1) Provide an option to schedule a manual recording through the app. Sunday CBS Sports always runs over. If I know when 60 Minutes starts, I know when the Good Wife and Mentalist start and can program a manual recording intead of searching for the start in a padded recording. I'd like to do it from upstairs without interrupting what the wife is watching.

2) The app lets me delete a show from the My Shows list IF AND ONLY IF I haven't watched or started to watch. If I forget to delete it after watching, let me clean up the My Shows list from upstairs. I think the competing DVR Commander allows this. Include the Delete button for a (partially) watched show.

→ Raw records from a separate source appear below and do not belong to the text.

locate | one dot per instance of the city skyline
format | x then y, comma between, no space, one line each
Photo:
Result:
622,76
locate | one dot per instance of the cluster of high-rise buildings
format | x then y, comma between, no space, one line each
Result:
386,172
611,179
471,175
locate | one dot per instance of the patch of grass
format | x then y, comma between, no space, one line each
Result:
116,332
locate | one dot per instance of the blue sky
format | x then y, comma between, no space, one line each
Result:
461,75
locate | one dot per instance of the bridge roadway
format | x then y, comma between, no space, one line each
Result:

3) There is a Tivo app which only allows portrait orientation and a Tivo for Tablets which appears to only allow landscape. Why not allow either view and use the orientation sensor.


----------



## Dan203 (Apr 17, 2000)

For #2 I don't know about the Android app, but on the iOS app you can delete anything by just swiping it, left or right, which brings up a delete button. The only time that doesn't work is if that show is paused on the main TV, but if that happens you can just pick something from the guide and select Watch On TV then you can delete the show.


----------



## JohnS-MI (Jan 25, 2014)

Thanks, the Android app is a little different. From My Shows list, tap the program to bring up a details screen. If the show is unwatched, there is a Delete button at the bottom of the details. If the show is partially or fully watched the Delete button is deleted. That probably required extra coding so somebody thought it was a good idea, but it isn't.


----------